Attenzione però a farne un santino, parliamo pur sempre di un uomo con i suoi limiti e le sue debolezze. Un carattere non certo facile anche per i compagni di squadra. Eppure anche lui ha dovuto ammettere di non essere infallibile. Nel 2003 all’apice del successo l’accusa di stupro mossa da una cameriera lo fece piombare nella disperazione: il giocatore ammise il rapporto ma negò la violenza. Il giudice archivierà l’accusa ma fu decisiva una figura insospettabile: «Avevo venticinque anni. Ero terrorizzato. L’unica cosa che mi ha aiutato davvero durante quel processo - sono cattolico, sono cresciuto come cattolico, i miei figli sono cattolici - è stato parlare con un sacerdote. E lui mi disse: “Dio non ti darà nulla che tu non possa affrontare, e ora è tutto nelle sue mani. È una cosa che non puoi controllare, quindi lascia stare”. E quello è stato il punto di svolta». Per le sue infedeltà ha rischiato il divorzio dalla moglie Vanessa Cornejo sposata nel 2001. Nel 2013 però hanno annunciato di essersi riconciliati. La vicenda però l’ha segnato anche per un altro dramma svelato nel documentario Muse: «Durante quel periodo stavamo aspettando il nostro secondo figlio e c’era così tanta tensione e tanto stress che lei ebbe un aborto spontaneo. Perse il nostro bambino. È qualcosa di davvero terribile, è molto difficile ripensare a questa cosa ». Ma Kobe non dimentica: «Tutto ciò è avvenuto a causa mia. È una cosa con cui devo fare i conti ogni giorno, me la porterò dentro per sempre... Vanessa è stata fantastica, avrebbe potuto lasciarmi e portarmi via metà del mio patrimonio, ma ha deciso di credermi e di restarmi vicino».

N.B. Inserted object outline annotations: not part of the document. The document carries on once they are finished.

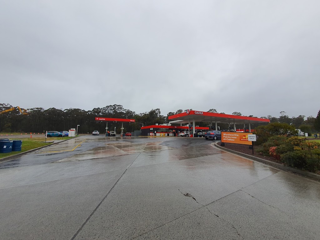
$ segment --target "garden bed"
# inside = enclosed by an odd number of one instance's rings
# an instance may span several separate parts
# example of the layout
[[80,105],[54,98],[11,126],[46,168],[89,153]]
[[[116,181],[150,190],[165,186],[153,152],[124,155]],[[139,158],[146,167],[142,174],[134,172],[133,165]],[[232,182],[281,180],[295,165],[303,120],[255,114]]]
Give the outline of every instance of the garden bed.
[[[220,146],[220,143],[219,142],[218,144],[219,144],[219,146]],[[242,153],[244,153],[245,154],[247,154],[248,155],[249,155],[251,156],[253,156],[259,157],[260,158],[262,158],[262,159],[264,159],[265,160],[268,160],[271,162],[273,162],[274,163],[276,163],[279,164],[281,164],[284,166],[285,166],[285,164],[284,164],[280,160],[278,160],[278,159],[276,159],[276,158],[271,156],[269,156],[263,155],[259,151],[259,148],[260,147],[260,146],[259,146],[257,147],[254,146],[253,146],[253,154],[252,154],[252,149],[249,149],[249,146],[247,145],[234,144],[232,143],[225,143],[225,146],[222,147],[228,149],[230,149],[231,150],[233,150],[233,151],[238,152]],[[320,174],[320,171],[317,171],[316,172],[315,172],[315,173],[316,173],[317,174]]]

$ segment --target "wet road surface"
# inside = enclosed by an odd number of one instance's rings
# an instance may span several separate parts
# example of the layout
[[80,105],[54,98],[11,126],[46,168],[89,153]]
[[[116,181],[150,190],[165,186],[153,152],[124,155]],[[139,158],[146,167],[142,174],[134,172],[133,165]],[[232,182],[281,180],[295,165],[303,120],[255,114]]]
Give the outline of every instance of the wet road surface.
[[318,182],[212,142],[83,136],[0,164],[0,239],[320,239]]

Quando la vita ti manda al tappeto ecco che l’umiltà di riconoscere i propri errori ti dà la forza per rialzarti. Sul Kobe “privato” e sul ruolo giocato dalla moglie è interessante la monumentale biografia uscita ora Showboat, la vita di Kobe Bryant( 66th and 2nd, pagine 746, euro 25) scritta da Roland Lazenby che ricorda uno degli eventi più significativi della carriera di Bryant. Era il 14 dicembre 2014: il campione dei Lakers metteva a segno il punto numero 32.293, uno in più del suo idolo, sua maestà Michael Jordan, di cui Kobe ha raccolto l’eredità nell’immaginario cestistico collettivo. Ebbene quel giorno Bryant davanti a Vamessa e alle sue bambine ha raggiunto il terzo posto nella classifica dei migliori realizzatori Nba. «Si trattava - scrive Lazenby - di una quantità mostruosa di punti, ma la soddisfazione più grande era avere lì la sua famiglia a condividere con lui quel traguardo incredibile, nonostante tutti gli errori commessi. Quel momento fece tornare alla mente la dichiarazione di Bryant a proposito della riconciliazione. “Sono felice di annunciare che Vanessa e io abbiamo deciso di proseguire il nostro cammino come una famiglia” aveva scritto. “Quando cala il sipario e la musica si ferma, il viaggio è reso bellissimo dal fatto di avere qualcuno con cui condividerlo. Grazie per il vostro sostegno e per le vostre preghiere!”».

Non sorprende allora che oggi Kobe dichiari di non voler rientrare nel basket: «Mi piace moltissimo poter dedicare del tempo ai miei figli, alla mia famiglia e a me stesso. Mi sto godendo il lavoro con i bambini». Ed è netto quando gli si chiede se il basket gli manchi: «No, ed è strano. Ho cominciato a giocare a pallacanestro a due anni, e in tutto il tempo in cui ho giocato non ho mai pensato che avrei avuto una vita senza questo gioco. Adesso che ho smesso invece non mi manca per niente. Però mi ha insegnato tutto quello che so. Sono passato dal voler vincere titoli Nba al cercare di aiutare le giovani generazioni a diventare la miglior versione possibile di loro stessi. La mia sfida adesso è trasmettere a loro tutto quello che ho imparato».